Posted by: Ahem! on Jan 12, 2009 at 02:32 PM
When any complaints over the pandemic of strip malls surfaces, we (the taxpaying voters) are always put in our humble place by this one word, PROGRESS! Don't need a new strip mall but getting ten new ones anyway? Progress! Got a new stadium to build downtown, why? Was it also in the name of 'progress'? If ever there was one word that I would ban from all political venues, it would be the much used but totally mis-represented term, 'progress'. Whenever our leaders want to circumvent the will of the voter/taxpayer they always state that it was necessary for the sake of progress. They also use words like VISION and DREAM, which are bell ringers whenever I hear them in conjunction with the catch-all PROGRESS. It's truely amazing the lack of 'progress' we make in it's name when you consider it.

Posted by: mTm on Jan 12, 2009 at 02:18 PM
Most of us saw this coming years ago as every corner or open space became a strip mall. I am glad to see the builders suffering as we could have just left the trees and grass not the brick and mortar everywhere.
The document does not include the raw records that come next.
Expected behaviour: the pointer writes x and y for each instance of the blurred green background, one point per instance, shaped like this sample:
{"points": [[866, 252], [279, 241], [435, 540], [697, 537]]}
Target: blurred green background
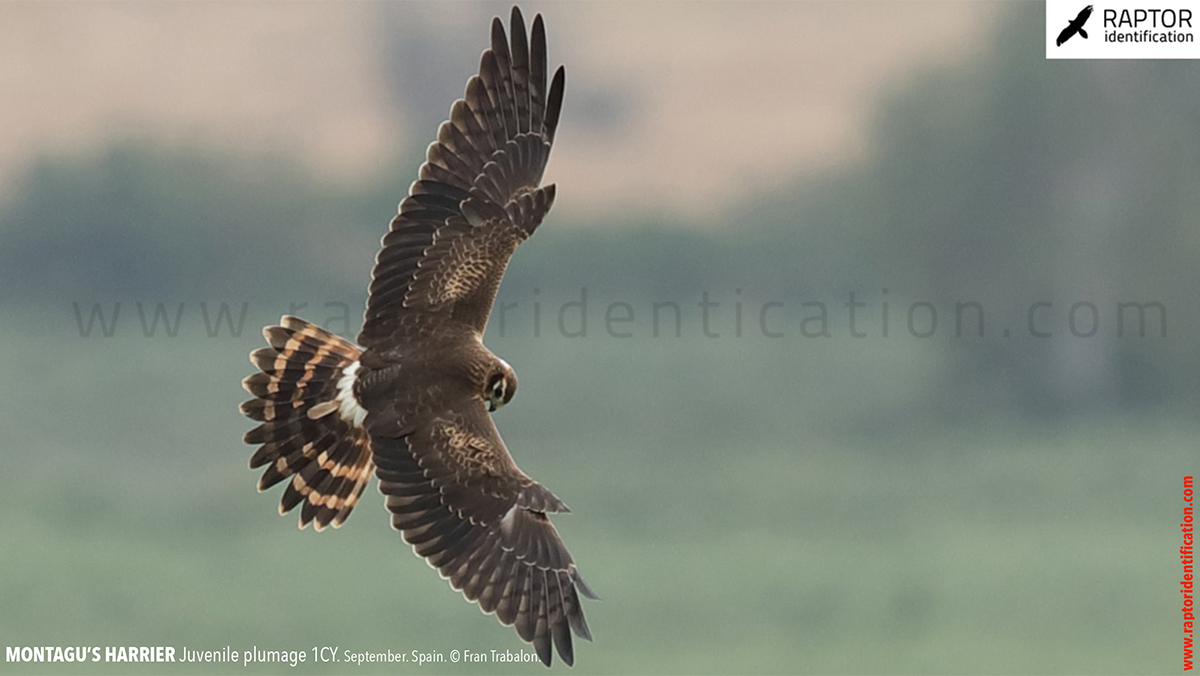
{"points": [[996, 503]]}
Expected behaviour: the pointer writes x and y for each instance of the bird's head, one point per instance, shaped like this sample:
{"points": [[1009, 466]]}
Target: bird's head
{"points": [[502, 384]]}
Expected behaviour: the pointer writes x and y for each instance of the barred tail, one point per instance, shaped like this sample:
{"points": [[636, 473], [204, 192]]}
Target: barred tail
{"points": [[311, 423]]}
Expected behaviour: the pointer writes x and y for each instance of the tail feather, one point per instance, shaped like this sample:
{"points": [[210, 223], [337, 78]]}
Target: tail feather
{"points": [[304, 434]]}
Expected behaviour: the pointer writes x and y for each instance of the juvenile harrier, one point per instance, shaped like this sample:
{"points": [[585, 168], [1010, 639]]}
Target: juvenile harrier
{"points": [[412, 404]]}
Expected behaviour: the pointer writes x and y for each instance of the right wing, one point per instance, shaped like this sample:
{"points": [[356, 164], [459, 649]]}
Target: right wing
{"points": [[460, 501], [478, 196]]}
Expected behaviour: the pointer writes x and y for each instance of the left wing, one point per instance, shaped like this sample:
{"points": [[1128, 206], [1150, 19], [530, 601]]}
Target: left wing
{"points": [[457, 497], [478, 195]]}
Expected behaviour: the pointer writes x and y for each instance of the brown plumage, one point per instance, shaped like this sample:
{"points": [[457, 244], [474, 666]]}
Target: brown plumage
{"points": [[412, 404]]}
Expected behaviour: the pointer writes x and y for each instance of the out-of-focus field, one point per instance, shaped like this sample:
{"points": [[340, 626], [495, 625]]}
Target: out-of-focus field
{"points": [[725, 525]]}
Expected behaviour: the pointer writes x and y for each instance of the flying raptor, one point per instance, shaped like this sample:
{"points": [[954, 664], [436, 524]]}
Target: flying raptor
{"points": [[1074, 27], [411, 404]]}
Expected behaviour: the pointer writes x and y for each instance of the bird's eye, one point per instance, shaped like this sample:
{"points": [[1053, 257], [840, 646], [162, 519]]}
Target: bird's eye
{"points": [[496, 390]]}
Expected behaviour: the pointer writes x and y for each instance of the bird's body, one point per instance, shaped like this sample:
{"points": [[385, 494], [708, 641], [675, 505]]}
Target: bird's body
{"points": [[411, 404]]}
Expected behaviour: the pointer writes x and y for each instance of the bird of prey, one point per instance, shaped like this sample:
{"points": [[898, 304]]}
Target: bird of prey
{"points": [[411, 404], [1075, 27]]}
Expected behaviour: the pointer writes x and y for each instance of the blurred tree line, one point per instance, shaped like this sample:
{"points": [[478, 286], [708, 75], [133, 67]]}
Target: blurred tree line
{"points": [[1007, 180]]}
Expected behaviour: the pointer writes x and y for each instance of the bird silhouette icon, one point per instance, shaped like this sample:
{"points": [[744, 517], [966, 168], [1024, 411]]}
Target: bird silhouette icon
{"points": [[1075, 27]]}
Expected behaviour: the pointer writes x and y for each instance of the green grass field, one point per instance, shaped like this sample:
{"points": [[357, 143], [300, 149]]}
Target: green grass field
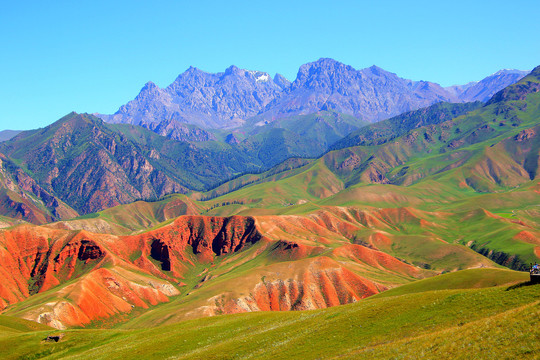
{"points": [[416, 321]]}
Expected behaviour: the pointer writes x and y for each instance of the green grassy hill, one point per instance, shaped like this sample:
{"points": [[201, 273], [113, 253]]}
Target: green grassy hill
{"points": [[480, 323]]}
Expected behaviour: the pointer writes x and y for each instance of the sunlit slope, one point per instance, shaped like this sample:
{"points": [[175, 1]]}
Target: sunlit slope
{"points": [[447, 324], [201, 265]]}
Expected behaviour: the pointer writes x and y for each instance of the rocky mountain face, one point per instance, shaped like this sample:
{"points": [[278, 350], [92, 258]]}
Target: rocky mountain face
{"points": [[228, 99], [176, 130], [21, 197], [203, 99], [91, 166], [483, 90], [7, 134]]}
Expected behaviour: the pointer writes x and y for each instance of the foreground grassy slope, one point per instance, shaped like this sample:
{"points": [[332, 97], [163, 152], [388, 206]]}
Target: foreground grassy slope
{"points": [[447, 324]]}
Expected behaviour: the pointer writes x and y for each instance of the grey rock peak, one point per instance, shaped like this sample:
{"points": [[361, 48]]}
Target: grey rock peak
{"points": [[227, 99]]}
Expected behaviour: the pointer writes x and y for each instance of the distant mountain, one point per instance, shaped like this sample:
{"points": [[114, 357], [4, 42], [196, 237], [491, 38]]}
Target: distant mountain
{"points": [[8, 134], [176, 130], [370, 94], [483, 90], [230, 98], [207, 100], [91, 165], [21, 197]]}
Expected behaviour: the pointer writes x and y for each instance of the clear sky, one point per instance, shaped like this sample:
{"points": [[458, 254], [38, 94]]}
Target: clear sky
{"points": [[93, 56]]}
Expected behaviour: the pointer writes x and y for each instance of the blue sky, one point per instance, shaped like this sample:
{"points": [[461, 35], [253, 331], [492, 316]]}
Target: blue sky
{"points": [[93, 56]]}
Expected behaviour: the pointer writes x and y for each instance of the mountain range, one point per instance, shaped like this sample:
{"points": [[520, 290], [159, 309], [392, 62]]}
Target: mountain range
{"points": [[128, 240], [406, 198], [237, 97]]}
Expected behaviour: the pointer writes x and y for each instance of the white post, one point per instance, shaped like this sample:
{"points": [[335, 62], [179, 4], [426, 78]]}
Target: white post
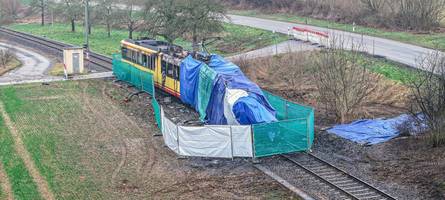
{"points": [[231, 141]]}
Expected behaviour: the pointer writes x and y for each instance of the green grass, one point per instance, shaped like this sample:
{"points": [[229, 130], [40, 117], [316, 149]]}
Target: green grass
{"points": [[389, 69], [26, 2], [43, 137], [434, 40], [21, 182], [235, 38]]}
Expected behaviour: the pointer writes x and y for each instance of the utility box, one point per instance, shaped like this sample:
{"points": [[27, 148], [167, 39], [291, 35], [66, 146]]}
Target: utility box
{"points": [[73, 60]]}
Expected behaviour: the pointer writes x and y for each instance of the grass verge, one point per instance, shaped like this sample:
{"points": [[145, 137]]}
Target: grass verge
{"points": [[389, 69], [21, 182], [434, 40], [39, 124], [10, 66], [57, 70], [235, 38]]}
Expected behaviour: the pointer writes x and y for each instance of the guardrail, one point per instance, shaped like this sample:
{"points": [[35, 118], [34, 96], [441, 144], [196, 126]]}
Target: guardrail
{"points": [[312, 36]]}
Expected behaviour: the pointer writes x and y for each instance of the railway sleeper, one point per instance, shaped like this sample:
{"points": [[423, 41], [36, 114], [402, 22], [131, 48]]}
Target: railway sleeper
{"points": [[359, 191], [343, 181], [349, 184], [352, 188], [367, 194]]}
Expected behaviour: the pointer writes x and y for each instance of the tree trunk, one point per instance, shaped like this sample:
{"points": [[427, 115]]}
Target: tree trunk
{"points": [[108, 29], [130, 33], [195, 41], [43, 14], [73, 25]]}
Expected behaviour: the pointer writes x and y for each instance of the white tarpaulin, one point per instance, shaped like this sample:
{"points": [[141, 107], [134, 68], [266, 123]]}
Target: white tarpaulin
{"points": [[205, 141], [242, 141], [230, 98], [170, 133], [208, 141]]}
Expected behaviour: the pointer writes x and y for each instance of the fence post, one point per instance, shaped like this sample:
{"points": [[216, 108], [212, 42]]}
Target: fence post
{"points": [[308, 132], [253, 144], [231, 141], [286, 114], [177, 138]]}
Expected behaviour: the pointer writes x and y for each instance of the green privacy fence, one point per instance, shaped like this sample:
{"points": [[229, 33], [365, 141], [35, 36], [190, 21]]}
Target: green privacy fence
{"points": [[294, 132], [139, 79]]}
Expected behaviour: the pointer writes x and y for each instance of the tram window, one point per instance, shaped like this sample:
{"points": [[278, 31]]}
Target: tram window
{"points": [[170, 70], [140, 58], [144, 60], [153, 61], [124, 53], [176, 72]]}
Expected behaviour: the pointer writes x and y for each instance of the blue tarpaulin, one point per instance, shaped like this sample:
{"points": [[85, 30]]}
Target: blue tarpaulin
{"points": [[189, 75], [230, 76], [249, 111], [253, 109], [374, 131]]}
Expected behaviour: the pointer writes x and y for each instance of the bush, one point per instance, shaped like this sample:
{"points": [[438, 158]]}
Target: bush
{"points": [[429, 95], [418, 15], [6, 56], [342, 80]]}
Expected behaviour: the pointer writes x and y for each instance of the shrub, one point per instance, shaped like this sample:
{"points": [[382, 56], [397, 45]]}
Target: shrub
{"points": [[428, 94], [5, 57], [342, 81]]}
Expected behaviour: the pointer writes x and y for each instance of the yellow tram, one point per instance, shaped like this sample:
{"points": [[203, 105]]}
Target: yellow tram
{"points": [[157, 57]]}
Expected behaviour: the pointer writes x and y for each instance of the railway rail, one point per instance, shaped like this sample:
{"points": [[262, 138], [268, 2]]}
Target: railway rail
{"points": [[99, 60], [345, 185]]}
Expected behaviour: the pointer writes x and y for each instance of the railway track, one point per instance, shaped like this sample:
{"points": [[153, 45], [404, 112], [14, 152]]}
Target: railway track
{"points": [[99, 60], [339, 182]]}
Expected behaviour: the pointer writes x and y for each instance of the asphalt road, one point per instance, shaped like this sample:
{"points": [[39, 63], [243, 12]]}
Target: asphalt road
{"points": [[34, 65], [397, 51]]}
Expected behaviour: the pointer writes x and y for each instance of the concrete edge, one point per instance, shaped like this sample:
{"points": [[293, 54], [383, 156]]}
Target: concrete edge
{"points": [[283, 182]]}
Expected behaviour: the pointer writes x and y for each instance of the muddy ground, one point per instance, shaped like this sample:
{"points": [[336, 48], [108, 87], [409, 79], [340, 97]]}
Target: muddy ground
{"points": [[406, 167], [197, 178]]}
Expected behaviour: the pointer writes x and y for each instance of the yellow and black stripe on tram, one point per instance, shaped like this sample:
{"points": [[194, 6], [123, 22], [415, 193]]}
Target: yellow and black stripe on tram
{"points": [[165, 74]]}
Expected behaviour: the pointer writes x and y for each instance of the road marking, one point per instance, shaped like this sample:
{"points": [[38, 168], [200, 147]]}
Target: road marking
{"points": [[42, 185], [5, 184]]}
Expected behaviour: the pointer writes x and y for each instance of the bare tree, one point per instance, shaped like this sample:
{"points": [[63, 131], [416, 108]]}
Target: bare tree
{"points": [[107, 12], [71, 10], [419, 14], [164, 18], [130, 15], [203, 18], [9, 9], [429, 96], [343, 83], [40, 5], [374, 6]]}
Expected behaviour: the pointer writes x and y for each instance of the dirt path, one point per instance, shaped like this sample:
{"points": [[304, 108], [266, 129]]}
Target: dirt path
{"points": [[5, 184], [42, 185]]}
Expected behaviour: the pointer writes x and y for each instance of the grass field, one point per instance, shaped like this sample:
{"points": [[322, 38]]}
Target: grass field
{"points": [[88, 143], [235, 39], [21, 182], [14, 63], [435, 40]]}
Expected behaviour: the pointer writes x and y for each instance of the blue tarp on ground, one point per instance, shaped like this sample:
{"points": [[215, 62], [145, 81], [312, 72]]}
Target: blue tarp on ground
{"points": [[374, 131], [249, 111], [189, 75], [228, 76]]}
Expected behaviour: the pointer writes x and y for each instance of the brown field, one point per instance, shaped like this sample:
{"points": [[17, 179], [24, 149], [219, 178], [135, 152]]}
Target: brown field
{"points": [[88, 143]]}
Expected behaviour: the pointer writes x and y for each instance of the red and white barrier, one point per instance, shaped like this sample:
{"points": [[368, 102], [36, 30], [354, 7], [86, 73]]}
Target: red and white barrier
{"points": [[311, 36]]}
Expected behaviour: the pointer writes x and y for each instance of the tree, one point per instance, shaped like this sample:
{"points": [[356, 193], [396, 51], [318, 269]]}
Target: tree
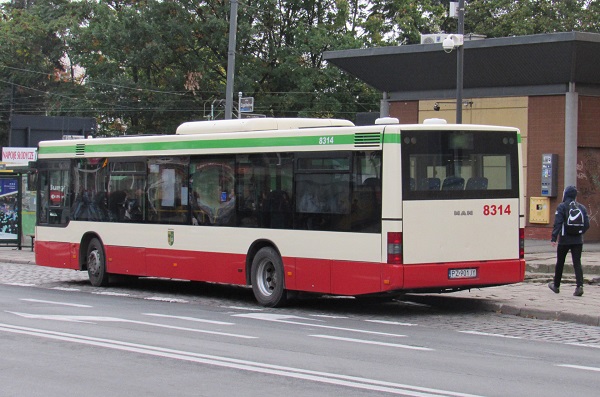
{"points": [[32, 62], [502, 18]]}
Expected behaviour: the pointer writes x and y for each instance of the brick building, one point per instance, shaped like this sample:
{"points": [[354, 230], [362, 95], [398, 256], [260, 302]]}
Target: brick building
{"points": [[547, 85]]}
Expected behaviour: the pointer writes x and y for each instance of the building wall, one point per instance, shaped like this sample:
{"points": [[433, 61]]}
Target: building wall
{"points": [[547, 135], [406, 111]]}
Posted by: K.M. on Jan 12, 2009 at 02:07 PM
Ok, I'm not going to drag my kids from store to store when it's 10 degrees outside. A covered heated/cooled mall is much more convienent. We also have some wicked winds, especially in West. O which makes shopping at Village Point brutal. I wonder what engineer developed the parking lots and drives all along Village Point? I avoid that place at all costs.

Posted by: Cody on Jan 12, 2009 at 12:24 PM
Well, first of all, maybe they should stop building more and more of these. There are three out by me and all three sit completely empty. Makes sense to me to stop building until these have tenants. But what do I know? I'm just a blue collar worker.

Posted by: T on Jan 12, 2009 at 10:51 AM
Simple math -lower sales plus higher taxes, higher insurance costs, higer unemployment costs, more regulation and tighter credit = less small businesses. Expect many more vacancies and much hger layoffs.

Posted by: Anonymous on Jan 12, 2009 at 09:30 AM
I live by the one at 120th/Military. Its been empty since it was done being build, 3 years last October. If I were looking for a place to rent, I'd bargain down the lease way down.

Posted by: J from Bennington on Jan 12, 2009 at 08:30 AM
Thanks for the story WOWT. I had wondered what was going on at 168th & Maple. Too much building going on along Maple and not enough tenants, I thought, to warrant another strip mall in the area.

Posted by: K on Jan 12, 2009 at 07:50 AM
Nobody saw this coming in Omaha? Everywhere you look they are building a strip mall. Maybe the people who paid to build these and cannot fill them need to be bailed out by the government!

Posted by: just an idea... on Jan 12, 2009 at 07:28 AM
STOP BUILDING STRIP MALLS!

Posted by: P on Jan 12, 2009 at 05:38 AM
This has been a problem for YEARS!! They just keep building them. WHY? So many are empty. We dont need any more.